通し狂言「世界花小栗判官」を終えた歌舞伎役者・尾上松緑丈が
2週間前にブログで、アニメ「ポプテピピック」について言及してた。
「凄くて、いい意味で酷い」と、ある。興味を引き、僕も拝見した。
これは歌舞伎だと思った。主役が二名で、数分の狂言を同内容で
繰り返し、つごう二回上演で、それぞれ別の声優が配役をつとめ、
計四人のメインの声優が自慢の喉を披露する趣向だと分かった。
面白かった。だがしかし、笑ったのでは無く、興味深いと思った。
スケルトンの競技コースを、ペンギンの親子が横切り、ライバルチームが衝突して大惨事となった筈だが、事後報告もせず、実況アナウンサーが「ペンギン親子の安否が気がかりです」と、述べたにとどめバッサリ切りくだりは、歌舞伎だと思った。さっきまで敵対していた男女が、持ってたお守りに入った手紙を証拠に、生き別れになっていた兄妹だと発覚し、ひっしと抱き合い「会いたかった~」
とさんざんに涙した挙げ句に、激しい切り合いの続きなぞ無かった
かのように、拍子木たからかに定式幕が引かれて容赦なく終演にブチ込む、あの時のようなカタルシスに耽った。

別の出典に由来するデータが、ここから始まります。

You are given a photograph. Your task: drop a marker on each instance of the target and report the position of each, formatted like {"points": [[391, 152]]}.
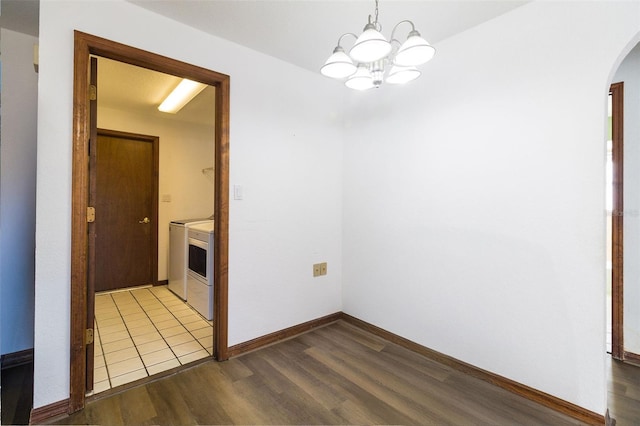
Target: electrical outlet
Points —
{"points": [[319, 269]]}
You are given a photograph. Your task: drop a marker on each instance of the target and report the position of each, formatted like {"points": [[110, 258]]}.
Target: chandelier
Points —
{"points": [[373, 60]]}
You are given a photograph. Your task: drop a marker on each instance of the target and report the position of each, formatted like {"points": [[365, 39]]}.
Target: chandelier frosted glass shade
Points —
{"points": [[339, 65], [372, 59], [370, 46], [414, 51]]}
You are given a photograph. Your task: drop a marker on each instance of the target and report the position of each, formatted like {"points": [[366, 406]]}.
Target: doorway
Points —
{"points": [[126, 197], [615, 204], [86, 45]]}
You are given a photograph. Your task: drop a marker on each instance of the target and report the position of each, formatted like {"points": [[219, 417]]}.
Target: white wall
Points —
{"points": [[629, 73], [474, 198], [17, 190], [286, 151], [185, 149]]}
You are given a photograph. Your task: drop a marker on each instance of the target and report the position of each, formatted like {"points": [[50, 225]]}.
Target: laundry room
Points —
{"points": [[153, 178]]}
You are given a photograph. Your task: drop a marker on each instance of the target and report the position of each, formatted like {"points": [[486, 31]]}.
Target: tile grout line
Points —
{"points": [[129, 333], [138, 299], [182, 324], [157, 329]]}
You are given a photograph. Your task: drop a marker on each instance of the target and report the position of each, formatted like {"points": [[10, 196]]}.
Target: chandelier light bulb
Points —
{"points": [[369, 59], [361, 80], [402, 75], [414, 51], [339, 65]]}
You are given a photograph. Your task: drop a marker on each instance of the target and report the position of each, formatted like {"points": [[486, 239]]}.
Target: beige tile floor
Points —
{"points": [[143, 331]]}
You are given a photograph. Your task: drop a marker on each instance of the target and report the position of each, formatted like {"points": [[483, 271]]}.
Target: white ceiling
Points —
{"points": [[135, 89], [304, 32], [301, 32]]}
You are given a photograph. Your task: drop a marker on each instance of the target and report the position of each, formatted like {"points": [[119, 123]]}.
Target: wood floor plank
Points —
{"points": [[337, 374]]}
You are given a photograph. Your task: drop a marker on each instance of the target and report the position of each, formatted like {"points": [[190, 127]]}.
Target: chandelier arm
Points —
{"points": [[346, 34], [413, 28]]}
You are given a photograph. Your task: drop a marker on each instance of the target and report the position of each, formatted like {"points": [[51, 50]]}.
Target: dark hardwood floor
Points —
{"points": [[623, 394], [337, 374], [17, 394]]}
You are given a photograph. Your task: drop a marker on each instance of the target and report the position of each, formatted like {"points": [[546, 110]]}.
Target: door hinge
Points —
{"points": [[93, 92], [88, 336], [91, 214]]}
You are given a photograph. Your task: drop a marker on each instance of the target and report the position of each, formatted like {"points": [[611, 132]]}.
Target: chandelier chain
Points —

スケルトンのコーチが女学生の頃、土砂降りの中で濡れネズミの子犬に愛情を注ぎ込む様を、のちに選手となる同級生が目撃し、子犬に話した「スケルトン知ってるか?やってねぇ奴、ダセぇよな」のセリフに感化されたのが、スケルトンのクールランニングの助走となったくだりが、お涙頂戴に当たるのだろう。確かに、かっけぇ…
だが、感化のあとの行動がイケない。もっていた傘をポロリと道に落とし、ソッコーで帰宅したか図書館にでも行って、スケルトンを調べるなぞするという描写と分かる。犬を拾って猫まっしぐらなのか。
傘を放置して走り去るのはよくない。濡れるをいとわずスケルトンに一直線になることを表現するなら、傘を放置せず、濡れることを気にせず傘をすぼめ、切っ先を前方に、作画が可能なら頭部を傘の内側に押し込み、斜め方向に引っ込む画にした方が良い筈だ。空気抵抗を巧みにかわすのが特徴のスケルトンが、より伝わる。
これは歌舞伎だ。
ダブルキャストで同じ狂言を魅せる趣向だ。
奇しくも、きたる二月に東京は銀座木挽町の歌舞伎座において、二代目松本白鸚・十代目松本幸四郎・八代目市川染五郎の三代同時襲名披露で「仮名手本忠臣蔵 七段目 祇園一力茶屋の場」が出るのだが、華を添える主要役ふたりがダブルキャストだ。主役の大星由良之助は、二代目白鸚が全日をつとめ、主要ふた役の
遊女お軽と寺岡平右衛門をダブルキャストで、
| 〈偶数日〉 遊女お軽 寺岡平右衛門 〈奇数日〉 遊女お軽 寺岡平右衛門 |
菊之助 |
…となっている。二月一日が初日で奇数日なのに、偶数日からの記載になっているのが実に歌舞伎である。誰も突っ込めないぞ!
ダブルキャストの趣向を楽しむアニメだから、「ポプテピピック」に興味をもった方に、ぜひに歌舞伎をおすすめしたい。高麗屋~!